Temos aí, nessa faixa umbralina, todo um estado anárquico, em que o individualismo se
desborda na hipertrofia da liberdade, sem os constrangimentos benéficos da disciplina, que
nos faz realmente livres pela voluntária sujeição de nossa parte aos dispositivos das Leis de
Deus.
– E por que Deus permite a formação desses quistos gigantescos de perturbação e
desordem? – inquiriu Ernesto, num rasgo de lógica humana.
– Ah! meu amigo – obtemperou o Irmão Cláudio –, sempre que indagamos de nossos
Maiores por que não interfere a divina Providência no campo da inteligência corrompida no
mal, a resposta invariável é que o Criador exige sejam as criaturas deixadas livres para
escolherem o caminho de evolução que melhor lhes pareça, seja uma avenida de estrelas ou
uma vereda de lama. Deus quer que todos os seus filhos tenham a própria individualidade,
creiam nele como possam, conservem as inclinações e gostos mais consentâneos com o seu
modo de ser, trabalhem como e quanto desejem e habitem onde quiserem. Somente exige –
e exige com rigor – que a justiça seja cumprida e respeitada. “A cada um será dado segundo
as suas obras”. Todos receberemos, nas Leis da Vida, o que fizermos, pelo que fizermos,
quanto fizermos e como fizermos. De conformidade com os preceitos divinos, podemos
viver e conviver uns com os outros consoante os padrões de escolha e afetividade que
elejamos; entretanto, em qualquer plano de consciência, do mais inferior ao mais sublime, o
prejuízo ao próximo, a ofensa aos outros, a criminalidade e a ingratidão colhem dolorosos e
inevitáveis reajustes, na pauta dos princípios de causa e efeito que impõem amargas penas
aos infratores. Somos livres para desenvolver as nossas tendências, cultivá-las e aperfeiçoá-
las, mas devemos concordar com os estatutos do bem eterno, cujos artigos e parágrafos
estabelecem sejam feitas e mantidas, no bem de todos e no amparo desinteressado aos
outros, as garantias de nosso próprio bem.
Atingindo a orla escura da esquisita povoação, que começava, aqui e além surgiam
criaturas andrajosas e alheadas.
Não se podia afirmar fossem criaturas análogas aos mendigos, de alguma praça
terrena, em penúria. Esse ou aquele habitante do imenso arrabalde davam a ideia de
pessoas que o orgulho ou a indiferença tornavam espiritualmente distantes. De par com
esse gênero de transeuntes, outros apareciam entremostrando ironia e desprezo na mímica
escarnecedora com que apontavam os viajantes ou a estes se dirigiam. Quase todos exibiam
roupas estranhas, cada qual obedecendo às condições e dignidades a que supunham
pertencer.
A uma pergunta desfechada por Fantini – pois Evelina e ele eram os únicos adventícios
na equipe socorrista – Cláudio observou:
– De modo geral, os milhares de irmãos que se abrigam nestas paragens não se aceitam
como são. Habituaram-se de tal maneira às simulações – aliás, muitas vezes, necessárias –
da experiência física, que se declaram ofendidos pela verdade. Viveram, anos e anos, na
esfera carnal, desfrutando essa ou aquela consideração pelos valores de superfície que
exibiam, enfatuados, e não se conformam com a supressão dos enganos e privilégios
imaginários de que se alimentavam... Narcisos fixados à própria imagem na retaguarda...

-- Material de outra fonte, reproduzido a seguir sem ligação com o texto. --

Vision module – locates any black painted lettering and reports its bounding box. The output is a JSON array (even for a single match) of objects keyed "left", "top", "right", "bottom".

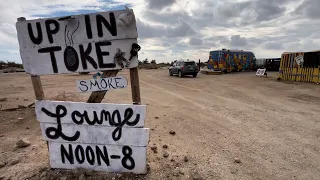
[
  {"left": 115, "top": 77, "right": 124, "bottom": 88},
  {"left": 71, "top": 111, "right": 86, "bottom": 125},
  {"left": 124, "top": 108, "right": 140, "bottom": 126},
  {"left": 84, "top": 15, "right": 93, "bottom": 39},
  {"left": 75, "top": 145, "right": 85, "bottom": 164},
  {"left": 107, "top": 78, "right": 115, "bottom": 89},
  {"left": 42, "top": 105, "right": 80, "bottom": 141},
  {"left": 109, "top": 110, "right": 120, "bottom": 126},
  {"left": 95, "top": 41, "right": 115, "bottom": 68},
  {"left": 79, "top": 43, "right": 97, "bottom": 70},
  {"left": 61, "top": 144, "right": 74, "bottom": 164},
  {"left": 96, "top": 146, "right": 110, "bottom": 166},
  {"left": 27, "top": 22, "right": 43, "bottom": 44},
  {"left": 45, "top": 19, "right": 60, "bottom": 44},
  {"left": 121, "top": 146, "right": 135, "bottom": 170},
  {"left": 100, "top": 110, "right": 112, "bottom": 123},
  {"left": 90, "top": 80, "right": 101, "bottom": 90},
  {"left": 100, "top": 79, "right": 107, "bottom": 89},
  {"left": 85, "top": 146, "right": 95, "bottom": 165},
  {"left": 79, "top": 80, "right": 88, "bottom": 92},
  {"left": 69, "top": 108, "right": 140, "bottom": 142},
  {"left": 110, "top": 110, "right": 121, "bottom": 141},
  {"left": 113, "top": 108, "right": 139, "bottom": 141},
  {"left": 64, "top": 46, "right": 79, "bottom": 72},
  {"left": 96, "top": 13, "right": 117, "bottom": 37},
  {"left": 38, "top": 46, "right": 62, "bottom": 73},
  {"left": 92, "top": 111, "right": 103, "bottom": 124}
]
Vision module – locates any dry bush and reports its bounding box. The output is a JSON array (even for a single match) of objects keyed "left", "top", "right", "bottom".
[{"left": 138, "top": 64, "right": 161, "bottom": 69}]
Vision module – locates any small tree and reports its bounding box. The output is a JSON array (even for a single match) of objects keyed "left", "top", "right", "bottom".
[
  {"left": 143, "top": 58, "right": 149, "bottom": 64},
  {"left": 138, "top": 60, "right": 142, "bottom": 65},
  {"left": 150, "top": 60, "right": 156, "bottom": 64}
]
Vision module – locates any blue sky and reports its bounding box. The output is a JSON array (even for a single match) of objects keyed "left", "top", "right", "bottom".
[{"left": 1, "top": 0, "right": 320, "bottom": 63}]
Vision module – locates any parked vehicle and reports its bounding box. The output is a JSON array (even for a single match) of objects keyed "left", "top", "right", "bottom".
[
  {"left": 208, "top": 49, "right": 256, "bottom": 73},
  {"left": 169, "top": 60, "right": 199, "bottom": 78},
  {"left": 255, "top": 58, "right": 281, "bottom": 71}
]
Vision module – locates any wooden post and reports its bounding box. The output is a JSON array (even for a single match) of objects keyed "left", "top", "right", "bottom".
[
  {"left": 198, "top": 59, "right": 201, "bottom": 71},
  {"left": 18, "top": 17, "right": 45, "bottom": 101},
  {"left": 130, "top": 67, "right": 141, "bottom": 104},
  {"left": 30, "top": 75, "right": 45, "bottom": 100},
  {"left": 87, "top": 70, "right": 119, "bottom": 103}
]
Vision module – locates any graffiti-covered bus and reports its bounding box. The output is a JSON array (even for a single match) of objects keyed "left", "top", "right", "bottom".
[{"left": 208, "top": 49, "right": 256, "bottom": 72}]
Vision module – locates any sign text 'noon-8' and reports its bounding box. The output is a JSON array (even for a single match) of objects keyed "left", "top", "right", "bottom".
[
  {"left": 16, "top": 8, "right": 139, "bottom": 75},
  {"left": 35, "top": 100, "right": 148, "bottom": 173}
]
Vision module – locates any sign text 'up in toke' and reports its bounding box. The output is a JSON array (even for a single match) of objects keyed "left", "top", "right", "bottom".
[{"left": 16, "top": 9, "right": 139, "bottom": 75}]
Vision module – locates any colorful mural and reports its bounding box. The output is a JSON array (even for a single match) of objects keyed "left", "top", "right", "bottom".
[
  {"left": 208, "top": 49, "right": 256, "bottom": 72},
  {"left": 278, "top": 50, "right": 320, "bottom": 83}
]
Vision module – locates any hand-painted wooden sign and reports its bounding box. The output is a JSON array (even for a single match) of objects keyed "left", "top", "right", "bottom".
[
  {"left": 295, "top": 55, "right": 304, "bottom": 66},
  {"left": 256, "top": 68, "right": 266, "bottom": 76},
  {"left": 16, "top": 8, "right": 139, "bottom": 75},
  {"left": 35, "top": 100, "right": 148, "bottom": 173},
  {"left": 40, "top": 124, "right": 149, "bottom": 146},
  {"left": 35, "top": 100, "right": 146, "bottom": 126},
  {"left": 49, "top": 142, "right": 147, "bottom": 173},
  {"left": 76, "top": 76, "right": 128, "bottom": 93}
]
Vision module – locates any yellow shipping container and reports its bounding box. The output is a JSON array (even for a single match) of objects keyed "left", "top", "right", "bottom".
[{"left": 278, "top": 50, "right": 320, "bottom": 83}]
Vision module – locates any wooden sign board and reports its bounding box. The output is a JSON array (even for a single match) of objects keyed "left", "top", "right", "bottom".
[
  {"left": 16, "top": 9, "right": 138, "bottom": 75},
  {"left": 40, "top": 123, "right": 149, "bottom": 146},
  {"left": 295, "top": 55, "right": 304, "bottom": 66},
  {"left": 76, "top": 76, "right": 128, "bottom": 93},
  {"left": 17, "top": 7, "right": 145, "bottom": 175},
  {"left": 49, "top": 142, "right": 147, "bottom": 173},
  {"left": 256, "top": 68, "right": 266, "bottom": 76},
  {"left": 35, "top": 100, "right": 146, "bottom": 126},
  {"left": 36, "top": 100, "right": 148, "bottom": 173}
]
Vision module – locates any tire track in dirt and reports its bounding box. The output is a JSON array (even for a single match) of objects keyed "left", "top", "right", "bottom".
[
  {"left": 140, "top": 80, "right": 207, "bottom": 110},
  {"left": 140, "top": 75, "right": 285, "bottom": 179},
  {"left": 140, "top": 71, "right": 320, "bottom": 180}
]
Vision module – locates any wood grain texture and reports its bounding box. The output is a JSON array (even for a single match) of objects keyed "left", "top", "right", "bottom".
[
  {"left": 20, "top": 39, "right": 138, "bottom": 75},
  {"left": 16, "top": 10, "right": 138, "bottom": 50},
  {"left": 35, "top": 100, "right": 146, "bottom": 127},
  {"left": 40, "top": 123, "right": 149, "bottom": 146},
  {"left": 130, "top": 68, "right": 141, "bottom": 104},
  {"left": 31, "top": 75, "right": 44, "bottom": 100},
  {"left": 48, "top": 142, "right": 147, "bottom": 174}
]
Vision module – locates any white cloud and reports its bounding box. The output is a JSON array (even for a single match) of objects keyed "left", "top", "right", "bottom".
[{"left": 1, "top": 0, "right": 320, "bottom": 63}]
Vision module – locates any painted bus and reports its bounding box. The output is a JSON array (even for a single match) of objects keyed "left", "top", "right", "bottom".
[{"left": 208, "top": 49, "right": 256, "bottom": 72}]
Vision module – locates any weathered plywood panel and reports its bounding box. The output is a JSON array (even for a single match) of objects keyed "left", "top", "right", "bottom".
[
  {"left": 255, "top": 68, "right": 266, "bottom": 76},
  {"left": 76, "top": 76, "right": 127, "bottom": 93},
  {"left": 16, "top": 9, "right": 139, "bottom": 75},
  {"left": 40, "top": 123, "right": 149, "bottom": 146},
  {"left": 16, "top": 10, "right": 138, "bottom": 50},
  {"left": 35, "top": 100, "right": 146, "bottom": 127},
  {"left": 20, "top": 39, "right": 138, "bottom": 75},
  {"left": 49, "top": 142, "right": 147, "bottom": 174}
]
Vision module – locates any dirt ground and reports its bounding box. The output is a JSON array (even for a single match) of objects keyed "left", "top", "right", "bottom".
[{"left": 0, "top": 69, "right": 320, "bottom": 180}]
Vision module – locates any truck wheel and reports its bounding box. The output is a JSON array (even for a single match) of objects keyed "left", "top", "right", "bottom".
[
  {"left": 169, "top": 70, "right": 173, "bottom": 76},
  {"left": 193, "top": 73, "right": 197, "bottom": 78}
]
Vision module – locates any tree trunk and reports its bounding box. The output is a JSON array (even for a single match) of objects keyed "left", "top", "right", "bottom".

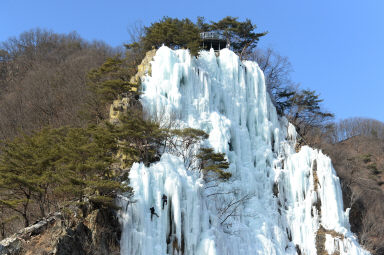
[
  {"left": 1, "top": 222, "right": 5, "bottom": 239},
  {"left": 23, "top": 212, "right": 29, "bottom": 228},
  {"left": 240, "top": 41, "right": 254, "bottom": 61},
  {"left": 23, "top": 196, "right": 30, "bottom": 227}
]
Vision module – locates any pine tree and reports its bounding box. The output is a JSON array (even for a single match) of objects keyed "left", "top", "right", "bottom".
[
  {"left": 140, "top": 17, "right": 201, "bottom": 55},
  {"left": 0, "top": 123, "right": 132, "bottom": 229},
  {"left": 55, "top": 125, "right": 130, "bottom": 208},
  {"left": 85, "top": 56, "right": 138, "bottom": 123},
  {"left": 286, "top": 89, "right": 334, "bottom": 137},
  {"left": 115, "top": 110, "right": 168, "bottom": 168},
  {"left": 197, "top": 148, "right": 231, "bottom": 181},
  {"left": 0, "top": 128, "right": 62, "bottom": 226},
  {"left": 209, "top": 16, "right": 267, "bottom": 59},
  {"left": 168, "top": 128, "right": 208, "bottom": 170}
]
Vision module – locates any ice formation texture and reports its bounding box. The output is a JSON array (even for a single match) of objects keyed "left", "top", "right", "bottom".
[{"left": 119, "top": 47, "right": 369, "bottom": 255}]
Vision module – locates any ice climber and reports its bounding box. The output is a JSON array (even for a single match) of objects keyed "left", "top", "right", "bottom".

Muitos se transferiram diretamente da vida física para a região nebulosa sob nossa vista, e
outros muitos habitaram, logo após a desencarnação, cidades de recuperação e
adestramento, semelhantes à nossa; entretanto, à medida que se evidenciavam, tais quais
ainda são na realidade, absolutamente sem quaisquer simulacros dos muitos de que se
valiam na estância terrestre para encobrirem o “eu” verdadeiro, rebelaram-se contra a luz
do mundo espiritual que nos expõe à mostra a natureza autêntica, uns diante dos outros, e
fugiram de nossas coletividades, asilando-se no vale de sombras geradas por eles mesmos.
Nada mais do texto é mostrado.